In celebration of this time of harvest, when fresh local vegetables are available almost everywhere, go explore the farmer’s markets, stop at farm stands, or just grab your favorite fresh veggies wherever you can, and make a minestrone. Express yourself!

Ingredients

  • 1 sweet onion – medium diced
  • 2 celery stalks – medium diced
  • 3 carrots – medium diced
  • 2 tablespoons olive oil – or enough to cover the bottom of the pot
  • 2 cloves garlic – finely chopped
  • 2 cups fresh zucchini – medium diced (about 1 medium or 2 small)
  • 2 cups green beans – cut in 1 inch pieces
  • 1 bell pepper – medium diced
  • 1 28-ounce can crushed tomatoes
  • 2 28-ounce cans of water. (I like to use vegetable stock)
  • 1 15-ounce can of cannellini beans
  • 1 15-ounce can of chickpeas
  • 1/2 cup uncooked quinoa (rinse under cold water in a wire strainer before adding to recipe)
  • 2 cups kale – stems removed
  • 1 teaspoon turmeric (or to taste)
  • Pinch of red pepper flakes
  • Salt and pepper to taste
  • Garnish with parmesan to taste or nutritional yeast to make dairy-free
  • Garnish with slivered basil or finely chopped rosemary
  • Directions:

    Place a large stockpot over medium heat and add the onions, carrots and celery. Cook for about 5 minutes or until softened.

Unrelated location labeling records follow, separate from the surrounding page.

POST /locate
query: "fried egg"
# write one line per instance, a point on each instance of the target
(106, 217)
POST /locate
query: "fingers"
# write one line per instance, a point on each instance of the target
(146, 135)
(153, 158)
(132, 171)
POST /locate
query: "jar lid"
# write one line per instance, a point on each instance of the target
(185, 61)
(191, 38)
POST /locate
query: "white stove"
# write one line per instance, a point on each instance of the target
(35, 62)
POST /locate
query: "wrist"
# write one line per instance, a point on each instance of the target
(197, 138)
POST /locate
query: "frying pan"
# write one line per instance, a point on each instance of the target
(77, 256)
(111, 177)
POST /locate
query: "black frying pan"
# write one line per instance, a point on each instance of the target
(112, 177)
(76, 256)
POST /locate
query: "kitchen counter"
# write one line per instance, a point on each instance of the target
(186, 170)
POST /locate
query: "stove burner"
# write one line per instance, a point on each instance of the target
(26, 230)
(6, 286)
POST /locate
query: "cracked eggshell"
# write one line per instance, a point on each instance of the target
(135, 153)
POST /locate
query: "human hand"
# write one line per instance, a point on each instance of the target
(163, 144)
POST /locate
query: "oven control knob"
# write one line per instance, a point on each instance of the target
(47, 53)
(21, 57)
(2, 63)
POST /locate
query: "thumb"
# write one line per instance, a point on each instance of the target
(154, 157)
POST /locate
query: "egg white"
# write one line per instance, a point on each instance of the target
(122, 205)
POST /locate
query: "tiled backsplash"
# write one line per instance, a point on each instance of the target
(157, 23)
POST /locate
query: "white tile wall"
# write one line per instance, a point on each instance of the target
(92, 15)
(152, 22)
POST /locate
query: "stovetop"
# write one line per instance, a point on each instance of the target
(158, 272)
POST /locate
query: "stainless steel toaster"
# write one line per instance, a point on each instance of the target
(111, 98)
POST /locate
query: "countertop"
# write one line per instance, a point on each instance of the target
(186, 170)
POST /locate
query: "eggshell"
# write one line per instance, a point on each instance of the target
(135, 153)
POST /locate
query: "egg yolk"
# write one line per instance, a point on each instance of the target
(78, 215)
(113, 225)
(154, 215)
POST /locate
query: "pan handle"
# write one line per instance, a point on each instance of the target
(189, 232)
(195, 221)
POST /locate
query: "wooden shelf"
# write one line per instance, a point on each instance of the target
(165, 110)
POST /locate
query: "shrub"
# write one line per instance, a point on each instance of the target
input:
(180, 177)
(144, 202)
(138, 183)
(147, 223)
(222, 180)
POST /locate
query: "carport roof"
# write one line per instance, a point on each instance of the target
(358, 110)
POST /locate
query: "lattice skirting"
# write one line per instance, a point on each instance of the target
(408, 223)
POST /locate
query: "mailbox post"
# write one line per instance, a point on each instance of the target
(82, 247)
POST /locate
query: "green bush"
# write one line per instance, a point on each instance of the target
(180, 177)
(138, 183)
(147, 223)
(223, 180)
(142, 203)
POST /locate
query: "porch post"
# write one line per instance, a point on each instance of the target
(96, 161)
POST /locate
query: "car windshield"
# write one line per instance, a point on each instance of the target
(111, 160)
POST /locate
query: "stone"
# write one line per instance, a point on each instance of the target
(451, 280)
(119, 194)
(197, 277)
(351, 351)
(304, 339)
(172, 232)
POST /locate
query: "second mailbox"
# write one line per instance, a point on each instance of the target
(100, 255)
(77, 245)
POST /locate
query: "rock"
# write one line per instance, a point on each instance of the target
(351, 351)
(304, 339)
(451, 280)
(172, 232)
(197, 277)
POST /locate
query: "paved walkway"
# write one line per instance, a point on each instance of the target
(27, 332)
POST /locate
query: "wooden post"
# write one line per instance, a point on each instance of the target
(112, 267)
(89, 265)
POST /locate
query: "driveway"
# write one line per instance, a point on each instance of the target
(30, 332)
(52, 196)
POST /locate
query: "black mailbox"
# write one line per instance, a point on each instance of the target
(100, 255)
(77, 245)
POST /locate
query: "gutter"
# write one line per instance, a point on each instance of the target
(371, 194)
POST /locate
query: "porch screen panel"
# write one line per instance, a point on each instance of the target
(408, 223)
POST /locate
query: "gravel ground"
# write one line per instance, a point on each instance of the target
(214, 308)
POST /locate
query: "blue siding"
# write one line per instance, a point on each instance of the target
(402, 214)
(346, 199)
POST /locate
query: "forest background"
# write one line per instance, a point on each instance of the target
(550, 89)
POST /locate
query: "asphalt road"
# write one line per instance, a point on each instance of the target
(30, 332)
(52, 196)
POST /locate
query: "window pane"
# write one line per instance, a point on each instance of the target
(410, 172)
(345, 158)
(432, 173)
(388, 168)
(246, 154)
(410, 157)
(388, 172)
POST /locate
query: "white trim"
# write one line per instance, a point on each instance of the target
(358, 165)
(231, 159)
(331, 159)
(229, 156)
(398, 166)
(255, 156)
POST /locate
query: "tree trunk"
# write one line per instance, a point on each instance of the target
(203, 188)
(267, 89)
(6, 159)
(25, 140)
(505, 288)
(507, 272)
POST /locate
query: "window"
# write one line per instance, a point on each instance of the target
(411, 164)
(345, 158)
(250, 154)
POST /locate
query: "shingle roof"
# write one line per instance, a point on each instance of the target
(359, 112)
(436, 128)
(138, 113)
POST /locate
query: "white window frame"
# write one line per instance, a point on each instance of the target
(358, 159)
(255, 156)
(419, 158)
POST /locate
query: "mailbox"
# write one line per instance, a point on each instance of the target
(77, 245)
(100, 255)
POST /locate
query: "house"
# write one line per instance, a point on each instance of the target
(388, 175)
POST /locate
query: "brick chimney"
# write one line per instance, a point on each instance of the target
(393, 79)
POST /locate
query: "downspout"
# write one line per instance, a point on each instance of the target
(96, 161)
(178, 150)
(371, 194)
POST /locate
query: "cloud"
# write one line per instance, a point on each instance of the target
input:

    Add the garlic and a pinch of red pepper flakes and cook for about one minute or until garlic begins to color.

    Add the zucchini, bell pepper, and the green beans, season with salt and pepper, add the turmeric, stir and cook for about 3 minutes.

    Add the tomatoes and the water, raise heat to high and bring to a boil.

    Lower the heat to medium/low and allow the soup to gently boil (uncovered) for about 20 minutes.

    Add the quinoa and cover for 15 minutes.

    Remove the cover, add the kale and the canned beans (more water if needed) bring back to a gentle boil and cook for another 5 minutes or just until the kale is tender.

    Grate in the parmesan, add the basil and serve. (or do this for individual servings).